Friday, February 3, 2017

Experiments in weaving and blanket sections

Hard to write happy little blogposts these days; the anxiety and consequent activism always with me, but I won't bore you with all the actions and petitions, and encouraging, and signing and that. Just assume it's happening.  Local actions, too, turning friends on to helping the food pantry, that kind of thing.

However, some good stuff in art is also happening.  Some sections for my WarmUp America blanket offerings, well, they're activism, too, come to think of it.  





But anyway here are the first few, together with the cardboard template I cut to make sizing simpler.  And I'm knitting diagonally for the same reason.  

A friend stopped over, saw the sections, and threatens to bring over a large stash from her house once she's tidied up enough to get at it, because I can Use It Up!  I'm guessing that the blanket sections need to be machine washable, so I'm using my handspun for other projects, and donated stash for the sections.

Also I've been looking at some cool ideas for shaped weaving.  


Here's a little experiment with triangular freeform weaving on my potholder loom, small enough to mess about with and try out. I'm using my handspun for this. It's not true tri weaving (for that you need nails or notches on three sides) but it is a single warp yarn which becomes the weft too. That's the interesting part.  

And of course, since there are no notches on the hypotenuse, the weaving has to be freeform, not a solid triangle.  You work differently with a real tri loom, one of which I will probably make. 

With this one, you have a lot of threads packed into the corner but spread out across the hypotenuse, and I'm using the concept to push them about and try out different ways of seeing them. I will probably go in with a different thread, too, and work in the spaces.  This could be fun.  This picture is just the first arrangement, done more thread pushing since then.  More to weave to finish this triangle.  And it's just a motif idea that might work into other projects.  And I will loop each end over the next as a finishing method when it comes off the loom.

You can get or make real tri looms as big as 7 feet, but I doubt if I'll go that big..I will make at least one, though, once I get organized into correctly spacing the notches on the hypotenuse -- have to be the same number of notches or nails as on the other sides. Usually you go for the same spacing between notches or nails, which will be the same number if you're working a square or rectangular shape. Here it can't be the same spacing, in order to have the same number.

If there are short sides, it not being an equilateral triangle, it's not a very obvious bit of math. Fun to try, though. And it's a very different approach to weaving, since you continually feed off a ball of yarn, no bobbins or butterflies to fuss with.

I've also been seeing ideas for looms cut into the shape of pieces of garments, like pattern blocks, only notched ready to weave. I really fancy weaving myself a vest, using my handspun. Lined with silk or linen, could be very nice. But that's for another day.  Only challenge is cutting the cardboard pieces to the correct size. The actual notching and weaving not so complex.
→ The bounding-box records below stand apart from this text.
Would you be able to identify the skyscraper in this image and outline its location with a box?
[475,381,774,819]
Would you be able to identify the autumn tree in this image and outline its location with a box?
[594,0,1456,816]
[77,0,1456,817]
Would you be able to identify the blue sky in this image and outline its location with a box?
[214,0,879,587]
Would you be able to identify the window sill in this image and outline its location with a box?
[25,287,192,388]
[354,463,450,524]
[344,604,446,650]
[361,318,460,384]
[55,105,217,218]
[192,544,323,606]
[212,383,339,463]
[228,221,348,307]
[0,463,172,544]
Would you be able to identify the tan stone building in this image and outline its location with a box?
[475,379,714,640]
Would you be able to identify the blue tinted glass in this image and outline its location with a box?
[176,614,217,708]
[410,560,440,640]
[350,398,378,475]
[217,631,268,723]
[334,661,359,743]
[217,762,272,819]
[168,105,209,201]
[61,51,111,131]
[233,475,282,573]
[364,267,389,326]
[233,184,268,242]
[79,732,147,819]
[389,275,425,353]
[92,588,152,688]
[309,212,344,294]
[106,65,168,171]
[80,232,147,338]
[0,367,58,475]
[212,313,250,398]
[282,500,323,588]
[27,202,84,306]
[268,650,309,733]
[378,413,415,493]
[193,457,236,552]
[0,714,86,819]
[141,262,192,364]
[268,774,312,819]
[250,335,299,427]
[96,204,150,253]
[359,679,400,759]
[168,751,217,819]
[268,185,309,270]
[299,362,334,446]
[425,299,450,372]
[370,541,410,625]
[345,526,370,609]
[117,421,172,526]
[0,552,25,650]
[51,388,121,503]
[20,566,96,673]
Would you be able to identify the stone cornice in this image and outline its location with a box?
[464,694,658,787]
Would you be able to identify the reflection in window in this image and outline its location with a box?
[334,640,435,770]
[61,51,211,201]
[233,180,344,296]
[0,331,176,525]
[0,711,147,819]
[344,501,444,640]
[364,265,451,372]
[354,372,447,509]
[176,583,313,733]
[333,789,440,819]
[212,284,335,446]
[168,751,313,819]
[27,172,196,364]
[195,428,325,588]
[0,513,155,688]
So that's where art is at the moment. Exhibiting in April and May through July, not fiberarts, other pieces.  Artist in Residence stint in April. Quite a bit happening.

4 comments:

margaret said...

not seen squares knitted diagonally before I expect they will keep their shape better you will get plenty of blankets if people donate their spare wool

yarngoddess said...

Consider attaching a stick across the hypotenuse and go around that to stabilize your triangle weaving. You could weave two at once and pull out the stick to remove them from the loom.

Diane

Boud said...

Diane, thank you for that suggestion. Definitely noted! possibly a stick with nails driven in at intervals to match the number on the short sides. This is really great, thanks.

Margaret, just today another person saw these squares and promptly offered to bring in a large amount of white yarn for my use..we'll see! I may use it to weave with, and maybe dye it depending on what sort of yarn it is. Endless capers...

Boud said...


speaking of dyeing, I just found out why I got that lovely green from my red cabbage, rather than the pink I expected. Turns out red cabbage is ph sensitive, so if the mordant I used ws alkali, it would give that green side of the spectrum, if acid, eg vinegar, the pink side. So now we know! It's like changing the blossom color of hydrangea.